こんな方におすすめ
- 英語力を総合的に上げたい方
- リスニングスキルを特に上げたい方
- シャドーイングって何?な方
「リスニングを中心に英語力を伸ばしたい!」そんな方にお勧めなのが、シャドーイング。
シャドーイングは、もともと同時通訳者のための訓練方法でした。
シャドーイングはリスニングだけではなく、「読む力」、「話す力」、「語彙力」のアップにもつながります。
そこで今回は、シャドーイングの「①効果、②やり方、③コツ、④教材」について丁寧に説明していきたいと思います。
目次
・1. シャドーイングとは?
シャドーイングとは、英語の音声を聞いてそれを聞こえたまま真似して発音するトレーニングのこと。
英文を聞きながら、音声よりも少し遅れて発音します。
「Wearing Nothing New」(お洋服中毒の方におすすめ!)
・2. シャドーイングの効果
・シャドーイングの効果①:「読む力」・「聞く力」が伸びる
第二言語習得論によると、「読む力」と「聞く力」は脳の同じ部分で処理されているとのこと。
そして、「書く力」と「話す力」もまた同じところで処理されています!
英語の勉強をする時は「読む練習」と「聞く練習」を一緒にやったほうが効果的。
その点、シャドーイングは最高の勉強方法になります。
なぜなら、「読む力」と「聞く力」を同時に伸ばすことができる練習法だからです。
シャドーイングの練習をしていると、その流れの中で自然と「サイトトランスレーション」も行うことになります。
「サイトトランスレーション」とは、、英文を意味のかたまりごとに区切って前から訳していく練習のこと
シャドーイングでは、ネイティブの音源を聞いてどこで発話者が息継ぎをしているのかまで聞いて真似る必要があります。
なので、自分がそれを「聞く」「真似をする」をすれば自然と「サイトトランスレーション」の練習にもなるんです。
先ほどのTEDの動画の冒頭部分でも、以下のように英文を区切って話しています。音源を聞きながら、下の図でスラッシュの場所を確認してみて下さい。
シャドーイングをする時、大切なのは、「聞こえてくる英語と全く同じ発音・スピードで」繰り返すことです。
その中では嫌でも集中して聞く必要があります。

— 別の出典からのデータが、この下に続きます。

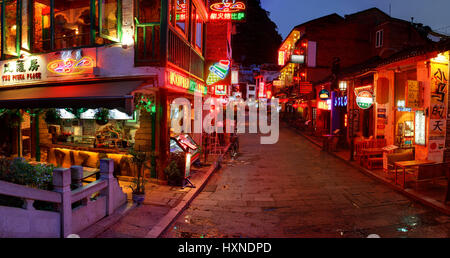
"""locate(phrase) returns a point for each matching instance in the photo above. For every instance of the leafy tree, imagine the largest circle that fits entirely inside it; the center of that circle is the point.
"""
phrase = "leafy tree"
(257, 40)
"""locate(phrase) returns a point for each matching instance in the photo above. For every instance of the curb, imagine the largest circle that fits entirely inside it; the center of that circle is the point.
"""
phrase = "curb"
(104, 224)
(174, 213)
(439, 206)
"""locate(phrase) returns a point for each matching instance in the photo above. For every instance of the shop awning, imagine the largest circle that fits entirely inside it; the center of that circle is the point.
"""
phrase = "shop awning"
(86, 95)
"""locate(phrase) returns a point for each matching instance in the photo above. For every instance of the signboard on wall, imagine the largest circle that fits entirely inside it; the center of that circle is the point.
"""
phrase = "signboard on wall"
(227, 10)
(438, 111)
(26, 70)
(419, 125)
(364, 99)
(218, 73)
(413, 95)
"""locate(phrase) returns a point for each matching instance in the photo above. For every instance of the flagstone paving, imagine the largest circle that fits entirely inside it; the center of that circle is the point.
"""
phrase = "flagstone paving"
(293, 189)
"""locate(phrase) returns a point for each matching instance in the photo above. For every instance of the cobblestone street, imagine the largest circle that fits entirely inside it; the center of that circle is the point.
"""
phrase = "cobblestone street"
(293, 189)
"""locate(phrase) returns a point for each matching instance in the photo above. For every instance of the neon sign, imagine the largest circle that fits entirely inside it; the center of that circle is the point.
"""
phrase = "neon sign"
(324, 94)
(324, 104)
(219, 90)
(181, 10)
(218, 72)
(340, 101)
(227, 10)
(69, 65)
(364, 99)
(178, 80)
(281, 58)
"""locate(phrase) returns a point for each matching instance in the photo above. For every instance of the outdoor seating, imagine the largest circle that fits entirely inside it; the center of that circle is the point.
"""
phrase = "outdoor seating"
(429, 172)
(395, 157)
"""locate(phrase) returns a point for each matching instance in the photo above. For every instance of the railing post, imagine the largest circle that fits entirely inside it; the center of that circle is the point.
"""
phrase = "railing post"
(61, 184)
(77, 176)
(106, 173)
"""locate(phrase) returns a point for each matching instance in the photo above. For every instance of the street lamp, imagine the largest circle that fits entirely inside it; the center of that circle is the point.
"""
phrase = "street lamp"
(343, 86)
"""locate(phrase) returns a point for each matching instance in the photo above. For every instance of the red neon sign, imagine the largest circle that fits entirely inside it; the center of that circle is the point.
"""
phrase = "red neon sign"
(228, 6)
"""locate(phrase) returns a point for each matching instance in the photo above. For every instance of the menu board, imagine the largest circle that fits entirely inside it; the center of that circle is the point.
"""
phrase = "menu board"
(419, 125)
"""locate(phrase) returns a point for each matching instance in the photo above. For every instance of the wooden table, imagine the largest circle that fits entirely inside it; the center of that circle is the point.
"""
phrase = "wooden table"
(409, 164)
(370, 152)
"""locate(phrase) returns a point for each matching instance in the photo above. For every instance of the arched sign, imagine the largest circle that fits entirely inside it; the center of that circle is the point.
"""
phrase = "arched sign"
(324, 94)
(364, 99)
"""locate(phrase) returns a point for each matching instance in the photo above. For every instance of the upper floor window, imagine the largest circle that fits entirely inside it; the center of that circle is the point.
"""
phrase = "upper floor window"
(179, 15)
(61, 24)
(379, 38)
(10, 20)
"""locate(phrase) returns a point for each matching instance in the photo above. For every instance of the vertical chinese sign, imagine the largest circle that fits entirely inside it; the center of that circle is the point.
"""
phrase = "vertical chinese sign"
(438, 111)
(227, 10)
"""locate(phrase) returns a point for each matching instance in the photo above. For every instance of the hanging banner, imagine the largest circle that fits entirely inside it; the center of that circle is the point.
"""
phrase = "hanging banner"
(227, 10)
(364, 99)
(438, 111)
(413, 95)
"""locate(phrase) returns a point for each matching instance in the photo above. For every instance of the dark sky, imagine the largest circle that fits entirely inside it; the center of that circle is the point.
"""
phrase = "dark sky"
(288, 13)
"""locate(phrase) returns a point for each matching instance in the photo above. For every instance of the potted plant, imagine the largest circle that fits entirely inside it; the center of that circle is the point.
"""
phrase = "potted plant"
(52, 117)
(102, 116)
(175, 170)
(140, 160)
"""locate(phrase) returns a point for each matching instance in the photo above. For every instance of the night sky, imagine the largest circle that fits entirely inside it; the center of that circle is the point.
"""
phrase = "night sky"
(288, 13)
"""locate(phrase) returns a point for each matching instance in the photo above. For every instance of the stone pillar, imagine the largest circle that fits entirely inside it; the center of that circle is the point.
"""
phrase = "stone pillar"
(61, 184)
(106, 173)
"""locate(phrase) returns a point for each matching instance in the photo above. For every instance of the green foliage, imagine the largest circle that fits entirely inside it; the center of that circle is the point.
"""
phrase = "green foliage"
(53, 117)
(175, 170)
(102, 116)
(18, 171)
(257, 40)
(140, 159)
(77, 111)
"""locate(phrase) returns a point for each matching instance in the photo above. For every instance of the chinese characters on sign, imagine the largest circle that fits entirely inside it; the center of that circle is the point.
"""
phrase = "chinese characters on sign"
(413, 96)
(227, 10)
(22, 70)
(438, 113)
(175, 79)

練習を通して英語のスピードに慣れ、今まで聞き取れなかった単語の"英語の音"がわかるようになっていきます。
・シャドーイングの効果②:「話す力」が伸びる
シャドーイングを通して発話者の「モノマネ」をしていると、自然とイントネーションや音の強弱、発音の練習になるのでネイティブに伝わりやすい話し方ができるようになります。
また、「自分の言いたいことを伝える」「強調したいところの感情表現」の練習も自然と行えるので、人前でをスピーチするいいトレーニングにもなります。
私たち日本人は、欧米の人たちに比べてアウトプットの練習量が圧倒的に少ないです。
英語のスピーキングといったアウトプットの練習だけでなく、そもそも日本語ですら自分の意見をスピーチしたり、わかりやすく説明をするための練習はほとんど行いませんでしたよね?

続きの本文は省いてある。